As escolas cívico-militares
 
Ainda durante a campanha presidencial, Bolsonaro se comprometeu com a criação de uma escola militar em todas as capitais estaduais. Catarina de Almeida nos lembra que a militarização das escolas entrou na agenda nacional com o governo Bolsonaro, e que há algumas diferenças entre essa prática e os colégios militares.
 
“As escolas militares são vinculadas às corporações, por exemplo o Exército, e normalmente visam a atender mais os dependentes de militares do que a sociedade civil.
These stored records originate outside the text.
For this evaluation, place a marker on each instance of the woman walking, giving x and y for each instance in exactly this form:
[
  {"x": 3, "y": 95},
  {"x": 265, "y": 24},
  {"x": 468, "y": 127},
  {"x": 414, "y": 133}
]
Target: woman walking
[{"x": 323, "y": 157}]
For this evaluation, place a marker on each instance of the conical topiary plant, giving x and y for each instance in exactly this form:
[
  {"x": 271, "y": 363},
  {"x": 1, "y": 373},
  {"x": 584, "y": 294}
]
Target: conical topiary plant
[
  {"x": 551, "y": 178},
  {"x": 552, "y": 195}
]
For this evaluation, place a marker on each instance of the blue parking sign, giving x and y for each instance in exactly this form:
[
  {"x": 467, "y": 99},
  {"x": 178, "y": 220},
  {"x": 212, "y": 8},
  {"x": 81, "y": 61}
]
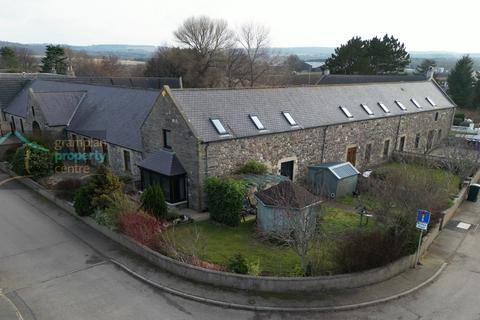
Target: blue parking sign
[{"x": 423, "y": 216}]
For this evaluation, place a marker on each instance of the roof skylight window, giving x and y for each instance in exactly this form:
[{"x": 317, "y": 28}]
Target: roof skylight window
[
  {"x": 384, "y": 107},
  {"x": 431, "y": 101},
  {"x": 415, "y": 102},
  {"x": 289, "y": 118},
  {"x": 219, "y": 126},
  {"x": 367, "y": 109},
  {"x": 257, "y": 122},
  {"x": 400, "y": 105},
  {"x": 346, "y": 112}
]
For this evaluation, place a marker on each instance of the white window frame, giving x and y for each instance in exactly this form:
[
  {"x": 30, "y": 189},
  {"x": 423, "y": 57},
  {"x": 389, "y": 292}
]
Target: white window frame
[
  {"x": 415, "y": 102},
  {"x": 289, "y": 118},
  {"x": 346, "y": 112},
  {"x": 400, "y": 105},
  {"x": 432, "y": 103},
  {"x": 367, "y": 109},
  {"x": 219, "y": 127},
  {"x": 256, "y": 121},
  {"x": 384, "y": 107}
]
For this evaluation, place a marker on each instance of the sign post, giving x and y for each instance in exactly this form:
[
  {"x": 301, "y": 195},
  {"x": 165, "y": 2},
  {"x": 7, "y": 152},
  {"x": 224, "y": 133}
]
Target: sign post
[{"x": 423, "y": 219}]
Essas escolas têm militares que gerenciam todo o processo burocrático e pedagógico, os professores militares são licenciados e seguem os princípios da corporação, é um processo de escolha ir ou não para esse modelo de ensino, diferente da escola militarizada [cívico-militares]. Nesse caso, a gestão educacional de uma escola pública é entregue aos militares, mais especificamente à polícia”, explica Catarina.
 
Se quisermos perceber a lógica da escola militarizada, basta olharmos para as escolas no entorno dela, visto que os alunos que não se adequam ao projeto, não entregam rendimentos e nem demonstram obediência passam por uma “transferência educativa”. Segundo a professora, a justificativa apresentada pela “escola” é a de proteção e segurança para o estudante. “Como podemos esperar que os pais desse menino ou menina neguem a transferência? Eles sabem como os militares tratam as pessoas, e principalmente os negros, fora da escola. Dessa forma, é possível perceber um aumento de matrículas nas redes de ensino no entorno da escola militarizada”.  
 
“Se a nossa Constituição Federal está falando sobre uma educação de direito, e que essa educação é para todos os sujeitos e ‘sujeitas’, ou seja, eu preciso olhar quando a escola se torna um espaço homogeneizado, de seres iguais e sem expressão. Essas escolas negam a educação, a diversidade, a representatividade; elas negam o sujeito. Então, eu preciso dizer, a escola militarizada é uma antiescola, é antieducação. A militarização das escolas significa para mim a morte delas; a morte da própria educação; e a morte da construção de uma sociedade diversa”, ressalta a pesquisadora. 
 

 

**O mesmo edital que havia sido modificado por Mendonça Filho e Michel Temer.